Nearly six years after their manufacture, the 2005 and 2006 Ford Taurus are being investigated by the National Highway Traffic Safety Administration after the agency received owner complaints of runaway vehicles or sticking throttles.
At least 14 complaints have been filed with NHTSA alleging that the Taurus’ throttle became stuck open. Drivers subsequently complained of burning brakes (as a result of trying to brake a car at full-throttle) or being forced to shift the car into neutral — at which point the engine would race to about 4000 rpm. Others said they were forced to shut off the car. No accidents or fatalities were reported to NHTSA, although one driver did run a red light and hit speeds of nearly 70 mph as a result of the problem.
The culprit, most complaints allege, is that the Taurus’ cruise control cable can become detached, which results in a stuck throttle (2005-2006 Taurus models used an older throttle and cruise control setup, which was not purely electronic but partially mechanical). Some of the complaints say that the problem could be remedied in the short term by tapping the gas pedal, and most say the problem did not go away until a Ford dealer or mechanic replaced the cable entirely.

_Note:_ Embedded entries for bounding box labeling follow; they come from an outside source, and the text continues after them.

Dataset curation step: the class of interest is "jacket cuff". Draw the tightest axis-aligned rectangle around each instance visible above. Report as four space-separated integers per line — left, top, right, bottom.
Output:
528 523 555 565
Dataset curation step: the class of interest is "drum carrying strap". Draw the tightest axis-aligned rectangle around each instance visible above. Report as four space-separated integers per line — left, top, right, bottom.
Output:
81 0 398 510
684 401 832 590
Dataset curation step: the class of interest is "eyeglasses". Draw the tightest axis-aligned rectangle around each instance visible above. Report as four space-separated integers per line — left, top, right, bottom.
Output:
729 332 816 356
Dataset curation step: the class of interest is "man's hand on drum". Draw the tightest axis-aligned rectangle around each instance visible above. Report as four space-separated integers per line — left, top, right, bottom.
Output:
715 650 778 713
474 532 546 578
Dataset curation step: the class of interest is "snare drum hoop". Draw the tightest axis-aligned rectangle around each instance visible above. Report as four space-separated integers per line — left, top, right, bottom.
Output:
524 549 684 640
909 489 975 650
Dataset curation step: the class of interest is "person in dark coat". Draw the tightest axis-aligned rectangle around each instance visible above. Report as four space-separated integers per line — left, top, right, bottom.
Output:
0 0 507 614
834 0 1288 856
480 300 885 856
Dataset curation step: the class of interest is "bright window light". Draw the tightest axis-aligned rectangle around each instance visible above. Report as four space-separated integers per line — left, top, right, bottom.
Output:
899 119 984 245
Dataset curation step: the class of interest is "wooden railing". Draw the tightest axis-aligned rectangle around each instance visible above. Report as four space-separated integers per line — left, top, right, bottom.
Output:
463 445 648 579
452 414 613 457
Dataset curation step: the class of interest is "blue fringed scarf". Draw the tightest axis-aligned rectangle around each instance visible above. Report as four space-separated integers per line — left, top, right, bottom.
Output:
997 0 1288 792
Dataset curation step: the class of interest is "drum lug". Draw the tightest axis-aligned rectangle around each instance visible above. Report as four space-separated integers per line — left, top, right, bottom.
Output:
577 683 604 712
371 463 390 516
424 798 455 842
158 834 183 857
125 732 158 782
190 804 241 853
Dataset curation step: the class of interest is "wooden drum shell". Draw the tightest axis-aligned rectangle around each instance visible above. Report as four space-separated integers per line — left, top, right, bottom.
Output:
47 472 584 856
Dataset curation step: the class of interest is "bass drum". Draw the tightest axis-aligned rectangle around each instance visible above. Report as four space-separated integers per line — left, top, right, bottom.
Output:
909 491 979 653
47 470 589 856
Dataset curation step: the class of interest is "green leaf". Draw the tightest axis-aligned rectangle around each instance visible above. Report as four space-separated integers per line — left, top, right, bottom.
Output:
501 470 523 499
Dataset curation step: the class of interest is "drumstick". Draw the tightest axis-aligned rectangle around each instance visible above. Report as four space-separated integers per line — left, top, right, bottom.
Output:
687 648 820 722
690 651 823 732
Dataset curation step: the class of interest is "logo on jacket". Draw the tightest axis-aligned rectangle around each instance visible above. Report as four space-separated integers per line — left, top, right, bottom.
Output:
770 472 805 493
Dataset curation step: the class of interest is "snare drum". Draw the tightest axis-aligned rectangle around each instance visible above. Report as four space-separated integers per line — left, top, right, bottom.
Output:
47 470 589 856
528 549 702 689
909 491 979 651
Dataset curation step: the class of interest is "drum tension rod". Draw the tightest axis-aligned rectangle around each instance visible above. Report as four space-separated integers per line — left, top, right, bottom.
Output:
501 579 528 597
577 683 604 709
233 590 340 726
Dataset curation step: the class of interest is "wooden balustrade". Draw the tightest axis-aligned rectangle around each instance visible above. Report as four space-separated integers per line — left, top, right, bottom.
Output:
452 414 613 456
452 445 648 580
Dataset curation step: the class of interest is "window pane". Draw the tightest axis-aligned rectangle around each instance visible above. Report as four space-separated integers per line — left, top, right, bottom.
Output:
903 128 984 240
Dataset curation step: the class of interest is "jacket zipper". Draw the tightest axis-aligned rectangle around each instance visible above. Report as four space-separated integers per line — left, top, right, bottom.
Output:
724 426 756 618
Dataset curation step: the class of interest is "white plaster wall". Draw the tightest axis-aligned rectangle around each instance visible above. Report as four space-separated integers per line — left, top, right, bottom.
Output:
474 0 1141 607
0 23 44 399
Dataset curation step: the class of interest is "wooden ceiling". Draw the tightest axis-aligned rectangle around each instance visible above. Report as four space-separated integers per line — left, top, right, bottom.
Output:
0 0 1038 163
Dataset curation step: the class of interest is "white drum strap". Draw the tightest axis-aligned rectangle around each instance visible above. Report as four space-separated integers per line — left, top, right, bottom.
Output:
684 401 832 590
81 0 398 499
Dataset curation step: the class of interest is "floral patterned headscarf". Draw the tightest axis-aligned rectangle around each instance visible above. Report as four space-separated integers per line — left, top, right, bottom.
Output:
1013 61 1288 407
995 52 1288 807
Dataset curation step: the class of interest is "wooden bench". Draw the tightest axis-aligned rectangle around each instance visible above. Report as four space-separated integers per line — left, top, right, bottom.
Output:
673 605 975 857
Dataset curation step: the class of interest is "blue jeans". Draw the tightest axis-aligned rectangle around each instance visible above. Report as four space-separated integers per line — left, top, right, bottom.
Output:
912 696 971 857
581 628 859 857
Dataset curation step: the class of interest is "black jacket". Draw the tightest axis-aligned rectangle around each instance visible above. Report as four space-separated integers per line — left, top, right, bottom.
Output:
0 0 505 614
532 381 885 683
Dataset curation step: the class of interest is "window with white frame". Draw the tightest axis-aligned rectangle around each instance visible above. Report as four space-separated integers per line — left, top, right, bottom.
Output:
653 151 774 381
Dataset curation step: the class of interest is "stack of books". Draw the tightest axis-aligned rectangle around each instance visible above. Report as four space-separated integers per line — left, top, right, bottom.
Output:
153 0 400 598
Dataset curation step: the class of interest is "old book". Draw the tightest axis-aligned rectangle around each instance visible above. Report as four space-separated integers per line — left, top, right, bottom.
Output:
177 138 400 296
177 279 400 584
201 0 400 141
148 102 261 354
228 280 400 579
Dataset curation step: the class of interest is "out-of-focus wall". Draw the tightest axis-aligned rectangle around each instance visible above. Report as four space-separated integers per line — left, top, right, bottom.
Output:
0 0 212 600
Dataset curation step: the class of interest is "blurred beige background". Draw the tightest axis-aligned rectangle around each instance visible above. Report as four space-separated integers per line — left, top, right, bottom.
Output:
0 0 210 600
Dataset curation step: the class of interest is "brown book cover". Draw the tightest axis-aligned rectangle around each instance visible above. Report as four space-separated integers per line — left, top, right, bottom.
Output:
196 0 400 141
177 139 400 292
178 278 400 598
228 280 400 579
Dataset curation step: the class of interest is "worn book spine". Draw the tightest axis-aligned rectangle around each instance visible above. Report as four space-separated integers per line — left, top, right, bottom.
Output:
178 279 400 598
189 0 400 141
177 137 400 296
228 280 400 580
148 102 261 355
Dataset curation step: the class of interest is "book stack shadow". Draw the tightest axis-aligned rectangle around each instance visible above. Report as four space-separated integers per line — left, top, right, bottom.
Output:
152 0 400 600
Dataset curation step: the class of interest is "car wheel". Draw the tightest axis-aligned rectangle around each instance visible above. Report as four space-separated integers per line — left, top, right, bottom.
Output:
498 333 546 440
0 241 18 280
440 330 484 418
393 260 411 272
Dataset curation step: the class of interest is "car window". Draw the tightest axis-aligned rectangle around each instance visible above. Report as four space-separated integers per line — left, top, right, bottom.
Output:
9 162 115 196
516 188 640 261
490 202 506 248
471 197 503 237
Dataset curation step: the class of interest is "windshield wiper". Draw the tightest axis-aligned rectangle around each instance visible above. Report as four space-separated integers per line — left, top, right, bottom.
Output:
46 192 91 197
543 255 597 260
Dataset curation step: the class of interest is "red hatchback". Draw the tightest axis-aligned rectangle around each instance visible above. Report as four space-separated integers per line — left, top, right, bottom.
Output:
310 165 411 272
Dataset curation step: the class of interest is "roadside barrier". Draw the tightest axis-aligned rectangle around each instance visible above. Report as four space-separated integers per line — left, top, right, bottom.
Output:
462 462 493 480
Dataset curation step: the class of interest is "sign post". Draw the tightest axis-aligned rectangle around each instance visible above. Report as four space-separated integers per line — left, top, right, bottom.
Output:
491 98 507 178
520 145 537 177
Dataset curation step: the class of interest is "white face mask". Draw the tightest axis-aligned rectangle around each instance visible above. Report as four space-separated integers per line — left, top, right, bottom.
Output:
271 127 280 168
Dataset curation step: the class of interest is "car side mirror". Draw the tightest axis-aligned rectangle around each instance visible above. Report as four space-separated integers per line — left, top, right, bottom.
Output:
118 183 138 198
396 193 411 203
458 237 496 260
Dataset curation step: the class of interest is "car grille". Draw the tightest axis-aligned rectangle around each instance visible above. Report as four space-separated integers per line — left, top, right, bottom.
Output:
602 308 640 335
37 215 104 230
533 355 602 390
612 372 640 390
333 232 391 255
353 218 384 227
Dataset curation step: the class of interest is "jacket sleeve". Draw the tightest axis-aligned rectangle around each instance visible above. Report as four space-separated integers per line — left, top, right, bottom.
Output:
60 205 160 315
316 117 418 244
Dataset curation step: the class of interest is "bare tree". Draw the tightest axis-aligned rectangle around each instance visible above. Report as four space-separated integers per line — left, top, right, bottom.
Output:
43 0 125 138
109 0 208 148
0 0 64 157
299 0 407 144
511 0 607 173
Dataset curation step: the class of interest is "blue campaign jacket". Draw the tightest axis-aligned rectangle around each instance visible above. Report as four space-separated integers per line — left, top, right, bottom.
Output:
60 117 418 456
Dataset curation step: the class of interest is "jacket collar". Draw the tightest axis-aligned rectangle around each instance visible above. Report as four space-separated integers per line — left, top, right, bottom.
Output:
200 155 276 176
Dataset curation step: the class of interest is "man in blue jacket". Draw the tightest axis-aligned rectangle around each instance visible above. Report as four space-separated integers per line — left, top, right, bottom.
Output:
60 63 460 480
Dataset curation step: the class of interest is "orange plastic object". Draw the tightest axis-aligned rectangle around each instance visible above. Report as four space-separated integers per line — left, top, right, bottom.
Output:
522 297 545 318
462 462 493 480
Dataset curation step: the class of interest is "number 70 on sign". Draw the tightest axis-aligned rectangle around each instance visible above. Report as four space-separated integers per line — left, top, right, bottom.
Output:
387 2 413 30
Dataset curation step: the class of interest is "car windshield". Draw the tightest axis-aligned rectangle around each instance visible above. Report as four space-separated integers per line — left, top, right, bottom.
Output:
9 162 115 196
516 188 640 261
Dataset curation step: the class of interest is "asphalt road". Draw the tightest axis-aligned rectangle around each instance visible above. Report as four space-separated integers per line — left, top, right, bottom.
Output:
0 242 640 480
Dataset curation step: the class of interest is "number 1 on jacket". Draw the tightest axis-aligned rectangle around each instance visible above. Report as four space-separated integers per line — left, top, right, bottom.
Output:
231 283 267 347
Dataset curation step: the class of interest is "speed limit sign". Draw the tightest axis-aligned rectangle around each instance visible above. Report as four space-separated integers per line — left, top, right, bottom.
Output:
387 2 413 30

A Ford official tells us the company has received notification of the investigation from NHTSA, and will fully cooperate with the agency as it conducts research. If a full recall is ultimately deemed appropriate by either the agency or the automaker, it could include roughly 360,000 vehicles.
UPDATE: According to The Detroit News, the NHTSA has expanded its probe into sticky throttles to also include the 2001-2005 Ford Taurus and Mercury Sable models, which now means a total of 1.92 million vehicles will be investigated. The NHTSA is playing it safe by looking at similar vehicles, which Lynda Tran, spokesperson for the NHTSA, says is a common practice during a preliminary investigation. Ford spokesman Daniel Piece also told The Detroit News that the automaker is fully cooperating.